Stylistically, De Palma shows off and Blow Out contains some of his most directorially impressive set-pieces. Vilmos Zsigmond’s photography, all filled with striking contrasts between fore- and background, has a shimmeringly hallucinatory hyper-real quality to it – there is a stunning sequence with John Travolta on a bridge with a directional microphone where the camera pans away to focus on the source of the natural sounds he picks up, each coming in exquisite crystal-clear vignettes. There is an equally stunning sequence later on as John Travolta pieces the assassination together with De Palma cutting back to visual interpretation of each sound in flashback. John Lithgow’s elimination trail and the big climactic set-piece of a hunt amidst a Liberty parade are all dazzling set-pieces too.

John Travolta gives his second performance for Brian De Palma (his first was Carrie). This was the period before Travolta revived his career and was still trying to shuck teen heartthrob roles – Quentin Tarantino, who gave Travolta his big career revival in the 1990s, cites Blow Out as his favourite John Travolta film. Nancy Allen gives her third performance for De Palma following Carrie and Dressed to Kill but her vacant Barbie-doll bubblehead character (a role that would have been perfect for Melanie Griffith in Body Double mode) is one of the film’s minus points.

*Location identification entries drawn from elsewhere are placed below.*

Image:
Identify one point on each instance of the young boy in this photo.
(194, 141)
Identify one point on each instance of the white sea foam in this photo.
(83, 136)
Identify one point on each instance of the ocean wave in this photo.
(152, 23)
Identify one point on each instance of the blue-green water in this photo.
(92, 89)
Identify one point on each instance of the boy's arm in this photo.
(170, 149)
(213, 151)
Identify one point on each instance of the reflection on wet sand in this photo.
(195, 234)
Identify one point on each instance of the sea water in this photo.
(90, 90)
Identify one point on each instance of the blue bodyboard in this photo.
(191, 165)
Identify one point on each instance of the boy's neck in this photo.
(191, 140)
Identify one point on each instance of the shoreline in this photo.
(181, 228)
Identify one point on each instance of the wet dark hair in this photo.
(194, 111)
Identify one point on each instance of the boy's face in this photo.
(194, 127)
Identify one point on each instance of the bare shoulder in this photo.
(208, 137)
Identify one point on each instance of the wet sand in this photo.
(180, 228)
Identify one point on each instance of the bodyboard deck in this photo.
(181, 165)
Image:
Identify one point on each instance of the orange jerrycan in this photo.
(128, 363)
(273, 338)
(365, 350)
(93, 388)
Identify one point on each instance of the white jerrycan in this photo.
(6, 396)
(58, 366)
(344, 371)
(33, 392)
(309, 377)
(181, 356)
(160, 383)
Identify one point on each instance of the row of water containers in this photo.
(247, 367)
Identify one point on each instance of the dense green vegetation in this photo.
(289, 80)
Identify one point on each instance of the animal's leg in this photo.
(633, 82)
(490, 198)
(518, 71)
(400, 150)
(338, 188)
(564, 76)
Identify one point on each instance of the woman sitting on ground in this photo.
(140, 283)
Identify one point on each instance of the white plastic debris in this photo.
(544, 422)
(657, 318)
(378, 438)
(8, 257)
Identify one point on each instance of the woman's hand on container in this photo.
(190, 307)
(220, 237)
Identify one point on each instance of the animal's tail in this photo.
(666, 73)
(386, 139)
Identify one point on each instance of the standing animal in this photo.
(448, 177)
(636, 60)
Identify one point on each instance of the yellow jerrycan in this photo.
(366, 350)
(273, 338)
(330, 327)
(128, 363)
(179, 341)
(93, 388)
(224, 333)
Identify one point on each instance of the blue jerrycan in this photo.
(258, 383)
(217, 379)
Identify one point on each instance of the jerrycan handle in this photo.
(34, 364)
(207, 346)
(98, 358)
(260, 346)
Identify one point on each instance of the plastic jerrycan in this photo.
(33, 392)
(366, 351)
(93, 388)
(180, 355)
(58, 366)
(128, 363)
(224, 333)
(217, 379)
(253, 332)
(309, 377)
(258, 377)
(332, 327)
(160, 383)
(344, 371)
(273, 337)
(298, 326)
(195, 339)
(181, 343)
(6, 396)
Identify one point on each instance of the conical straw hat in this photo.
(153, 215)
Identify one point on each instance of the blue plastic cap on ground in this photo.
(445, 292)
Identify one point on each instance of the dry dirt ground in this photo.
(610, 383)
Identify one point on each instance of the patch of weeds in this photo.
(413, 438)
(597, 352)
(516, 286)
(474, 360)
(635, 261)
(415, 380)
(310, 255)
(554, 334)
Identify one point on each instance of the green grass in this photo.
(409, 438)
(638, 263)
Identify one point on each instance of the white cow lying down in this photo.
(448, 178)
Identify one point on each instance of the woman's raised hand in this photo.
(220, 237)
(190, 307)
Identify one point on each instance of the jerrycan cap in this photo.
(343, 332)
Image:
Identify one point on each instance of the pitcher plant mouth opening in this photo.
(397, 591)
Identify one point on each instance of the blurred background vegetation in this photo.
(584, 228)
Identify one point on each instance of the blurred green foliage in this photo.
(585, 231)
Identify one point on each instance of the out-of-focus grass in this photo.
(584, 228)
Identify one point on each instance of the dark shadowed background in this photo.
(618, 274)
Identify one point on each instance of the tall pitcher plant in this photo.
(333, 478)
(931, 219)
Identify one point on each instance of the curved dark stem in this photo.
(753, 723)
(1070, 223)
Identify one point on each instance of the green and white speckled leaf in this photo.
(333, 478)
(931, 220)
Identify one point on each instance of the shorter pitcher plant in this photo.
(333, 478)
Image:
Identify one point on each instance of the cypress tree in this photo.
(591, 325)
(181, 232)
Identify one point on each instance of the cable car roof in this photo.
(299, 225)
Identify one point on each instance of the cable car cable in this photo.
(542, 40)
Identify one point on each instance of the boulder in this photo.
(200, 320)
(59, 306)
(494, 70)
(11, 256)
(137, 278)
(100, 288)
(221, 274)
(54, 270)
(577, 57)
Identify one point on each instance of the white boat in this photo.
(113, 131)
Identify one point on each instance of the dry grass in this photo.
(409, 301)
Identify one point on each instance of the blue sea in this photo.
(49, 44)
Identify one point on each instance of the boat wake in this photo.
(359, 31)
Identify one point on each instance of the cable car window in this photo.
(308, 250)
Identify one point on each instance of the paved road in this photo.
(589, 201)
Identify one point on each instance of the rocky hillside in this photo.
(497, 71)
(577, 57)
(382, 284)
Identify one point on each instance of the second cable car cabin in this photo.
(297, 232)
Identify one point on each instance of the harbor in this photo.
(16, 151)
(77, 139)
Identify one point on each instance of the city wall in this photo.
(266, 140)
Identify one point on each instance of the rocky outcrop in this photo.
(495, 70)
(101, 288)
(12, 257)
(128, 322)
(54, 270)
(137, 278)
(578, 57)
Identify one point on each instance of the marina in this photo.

Brian De Palma’s other genre films are:– Get to Know Your Rabbit (1972), Sisters/Blood Sisters (1973), The Phantom of the Paradise (1974)Obsession (1976), Carrie (1976), The Fury (1978), Dressed to Kill (1980), Body Double (1984), Raising Cain (1992), Mission to Mars (2000) and Femme Fatale (2002). De Palma (2015) is a documentary about De Palma’s life and films.